その様な力を持ちうるのは――一人しかいないだろう。
この華音圏の総長。
闘争の遺伝詞を切望する男。
この街の深呪からの解放を願う男。
――久瀬・正登。
しかし、今日は手出しをする気はないらしく、校舎の周囲には遺伝詞の異常な揺らぎはない。

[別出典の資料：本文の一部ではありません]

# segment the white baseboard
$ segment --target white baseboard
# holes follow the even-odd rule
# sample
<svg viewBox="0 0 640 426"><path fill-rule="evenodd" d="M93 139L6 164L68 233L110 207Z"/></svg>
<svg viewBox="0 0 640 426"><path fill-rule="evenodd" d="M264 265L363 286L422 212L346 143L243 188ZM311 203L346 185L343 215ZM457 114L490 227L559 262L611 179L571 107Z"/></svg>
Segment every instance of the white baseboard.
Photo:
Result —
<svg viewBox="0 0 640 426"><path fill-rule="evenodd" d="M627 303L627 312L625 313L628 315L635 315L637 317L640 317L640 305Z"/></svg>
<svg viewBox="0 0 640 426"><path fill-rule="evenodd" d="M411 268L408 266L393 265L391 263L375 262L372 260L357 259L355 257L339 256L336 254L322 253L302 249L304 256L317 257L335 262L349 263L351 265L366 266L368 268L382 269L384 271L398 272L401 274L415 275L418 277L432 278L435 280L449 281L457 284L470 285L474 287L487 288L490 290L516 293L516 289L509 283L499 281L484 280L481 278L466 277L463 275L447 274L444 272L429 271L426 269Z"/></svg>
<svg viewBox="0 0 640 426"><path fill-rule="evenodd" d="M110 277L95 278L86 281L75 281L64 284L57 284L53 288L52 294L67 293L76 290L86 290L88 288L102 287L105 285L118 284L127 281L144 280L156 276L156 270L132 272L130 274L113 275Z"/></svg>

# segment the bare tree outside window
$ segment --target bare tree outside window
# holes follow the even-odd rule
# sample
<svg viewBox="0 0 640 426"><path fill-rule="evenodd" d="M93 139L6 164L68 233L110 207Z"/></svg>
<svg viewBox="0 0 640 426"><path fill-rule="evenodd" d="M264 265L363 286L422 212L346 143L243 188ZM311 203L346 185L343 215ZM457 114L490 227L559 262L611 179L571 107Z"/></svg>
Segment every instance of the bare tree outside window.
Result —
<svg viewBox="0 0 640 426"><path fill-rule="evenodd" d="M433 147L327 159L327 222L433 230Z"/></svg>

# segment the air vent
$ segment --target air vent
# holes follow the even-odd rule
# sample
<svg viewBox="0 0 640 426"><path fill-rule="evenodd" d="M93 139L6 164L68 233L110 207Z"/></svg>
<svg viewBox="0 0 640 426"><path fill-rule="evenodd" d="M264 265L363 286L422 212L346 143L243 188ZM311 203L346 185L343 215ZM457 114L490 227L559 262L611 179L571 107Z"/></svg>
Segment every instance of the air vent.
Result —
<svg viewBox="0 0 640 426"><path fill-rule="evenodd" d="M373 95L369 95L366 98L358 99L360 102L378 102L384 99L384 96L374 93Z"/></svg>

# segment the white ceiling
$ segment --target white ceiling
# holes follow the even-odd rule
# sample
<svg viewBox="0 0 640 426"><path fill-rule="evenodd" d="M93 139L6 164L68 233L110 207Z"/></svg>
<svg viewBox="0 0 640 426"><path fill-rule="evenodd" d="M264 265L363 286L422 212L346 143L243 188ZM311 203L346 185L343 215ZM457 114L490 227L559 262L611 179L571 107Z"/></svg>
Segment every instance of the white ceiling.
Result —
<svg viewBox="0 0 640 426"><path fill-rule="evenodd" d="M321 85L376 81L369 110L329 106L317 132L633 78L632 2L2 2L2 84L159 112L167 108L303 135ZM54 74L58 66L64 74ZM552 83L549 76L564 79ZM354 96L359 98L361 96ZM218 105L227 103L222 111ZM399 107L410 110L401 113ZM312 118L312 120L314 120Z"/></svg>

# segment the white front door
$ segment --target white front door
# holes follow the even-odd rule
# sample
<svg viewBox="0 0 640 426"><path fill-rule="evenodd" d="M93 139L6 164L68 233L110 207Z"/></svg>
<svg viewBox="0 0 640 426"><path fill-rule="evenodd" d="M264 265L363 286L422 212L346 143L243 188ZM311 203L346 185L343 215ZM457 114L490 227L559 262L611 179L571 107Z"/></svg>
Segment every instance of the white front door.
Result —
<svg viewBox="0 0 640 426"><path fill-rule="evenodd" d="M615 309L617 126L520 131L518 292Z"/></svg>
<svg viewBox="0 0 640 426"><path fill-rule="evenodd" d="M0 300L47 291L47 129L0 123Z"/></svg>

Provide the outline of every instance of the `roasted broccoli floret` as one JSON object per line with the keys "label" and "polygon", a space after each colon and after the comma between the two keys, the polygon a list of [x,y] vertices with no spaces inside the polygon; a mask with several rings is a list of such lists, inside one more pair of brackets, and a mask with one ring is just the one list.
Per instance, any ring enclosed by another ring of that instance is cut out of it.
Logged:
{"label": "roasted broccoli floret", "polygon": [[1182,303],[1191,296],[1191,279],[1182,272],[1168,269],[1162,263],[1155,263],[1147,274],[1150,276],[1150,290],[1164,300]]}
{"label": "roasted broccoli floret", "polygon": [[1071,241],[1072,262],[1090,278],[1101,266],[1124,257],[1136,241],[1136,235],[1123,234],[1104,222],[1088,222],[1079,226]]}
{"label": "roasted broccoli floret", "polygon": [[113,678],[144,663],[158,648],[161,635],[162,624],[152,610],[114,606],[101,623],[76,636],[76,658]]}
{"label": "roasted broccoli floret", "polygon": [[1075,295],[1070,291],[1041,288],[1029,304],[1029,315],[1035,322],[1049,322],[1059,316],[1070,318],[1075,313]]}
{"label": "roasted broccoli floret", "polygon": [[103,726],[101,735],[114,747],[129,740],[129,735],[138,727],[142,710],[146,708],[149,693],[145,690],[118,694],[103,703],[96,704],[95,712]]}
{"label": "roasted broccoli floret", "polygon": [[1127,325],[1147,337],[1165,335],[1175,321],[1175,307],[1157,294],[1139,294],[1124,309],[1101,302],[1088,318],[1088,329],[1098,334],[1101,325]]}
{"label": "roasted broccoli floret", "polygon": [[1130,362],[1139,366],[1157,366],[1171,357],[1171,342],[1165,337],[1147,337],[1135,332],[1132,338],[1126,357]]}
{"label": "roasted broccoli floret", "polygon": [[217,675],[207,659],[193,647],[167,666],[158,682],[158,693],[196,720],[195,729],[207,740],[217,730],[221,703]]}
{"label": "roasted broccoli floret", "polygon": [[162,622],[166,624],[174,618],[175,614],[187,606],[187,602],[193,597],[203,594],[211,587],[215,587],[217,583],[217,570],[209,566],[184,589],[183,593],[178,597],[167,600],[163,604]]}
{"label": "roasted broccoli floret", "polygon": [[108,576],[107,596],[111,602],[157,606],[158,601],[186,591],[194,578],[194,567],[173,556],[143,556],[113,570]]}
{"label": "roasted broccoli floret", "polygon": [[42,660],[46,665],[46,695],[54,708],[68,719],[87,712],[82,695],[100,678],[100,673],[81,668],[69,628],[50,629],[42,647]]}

つまり――今はまだ『そのとき』ではなく、久瀬は祐一を試しただけなのだろう。
だから、もう今日は何事も起こらないだろう。
ならば――いつまでも此処に留まるべき理由はない。
故に。
「名雪。悪いけど、先に帰るな」
軽く声をかける。
「え?待ってくれないんだ」
名雪は怪訝そうな表情のままだが、引き留める気配はない。
「・・・ちょっと、な」
その様子に何かを感じたわけではないだろうが、名雪はあっさりと笑った。
「仕方ないね。今日は諦めるよ」
「そうしてくれると助かる」
そうして祐一は僅かに苦笑。
帰宅の足を進めた。
「祐一、どうかした?」
「祐一さん?」
心配そうな舞と佐祐理に呼び止められて、振り返って微笑。
「ちょっと気になることがあるだけだ。だから、気にしなくていい」
笑顔の陰に不安を抱きつつ、疾走開始した。
「お帰りなさい」
扉を開ければ、変わらない笑顔。
数年前と変わらない笑顔で、秋子がいた。
「秋子さん――」
秋子は扉を開けた途端に問い掛けようとした祐一に笑いかけ、注意。
「祐一さん、家に帰ったら『ただいま』ですよ?」
「・・・ただいま」
「はい、お帰りなさい」
意気は殺がれたが、しかし疑問まで殺がれたわけではない。
祐一は秋子の目を見つめ、口を開いた。
「秋子さん。どういうことですか?」
そして口にしたのは――自分の力の事実。
「俺の神典――破神は妖物のとはいえ遺伝詞を破壊しました」
その祐一の言葉に、秋子は疲れた様な溜息一つ。
「・・・破神が祈導してしまったんですね」
その、苦笑とも微笑とも取れる笑顔に、祐一は思わず強い口調で問い掛けて。
「秋子さん・・・あなた、知ってたんですね?」
「ええ。でも、嘘をついていたわけじゃないですよ。破神の起動効果は――確かに神典の破壊なのですから」
祐一の機先を制して、秋子は告げた。
「そして祈導効果は――遺伝詞の破壊。恐らく最も忌み嫌われる効果でしょう。
何しろ――ありとあらゆる全てが祐一さんの前ではその意味を失います。あなたは遺伝詞の破壊者なのですから」
そして淡々と。
「しかし、それ以前に祐一さんは破神を祈導しても、完全に制御することが出来るのはごく短い間だけ。それを越えると破神は――暴走するでしょう」
淡々と、恐怖の種を播いていく。
「暴走した祐一さんの力は、この街くらいなら軽く破壊してしまうでしょうね。命を持つ者ものと持たないものの隔てなどなく」
祐一の心に。
「制御して下さい。感情のままに神典を暴走させたりすることのない様に・・・」
不安の種子が播かれていく。
自分の力に対する恐怖の種子が。
しかし、秋子は同時に――
「破壊の力は――決して不幸のみをもたらすわけではありません。振るうべき場所によっては、幸福を生み出すことも出来るはずです」
希望の種子も播いていた。
「つまり――破壊を、破壊のままで済ませるのか。創造への道標とするかは祐一さん、あなた次第なんです」
自分の力は知らされた。
あと、その力の方向を決めるのは――他でもない祐一自身だ。
今はまだ、恐怖が勝っている。
しかし、その恐怖に克たなければ――破壊は破壊のままだ。
未来を紡ぐ力とはなり得ない。
祐一は自分の拳をただ眺めた。
祐一は感じていた。
心のどこかで、何かの鎖が一つ解けたことに。
そしてそのことに、何かが――心の中に棲まう何かが、歓喜の咆吼をあげていた。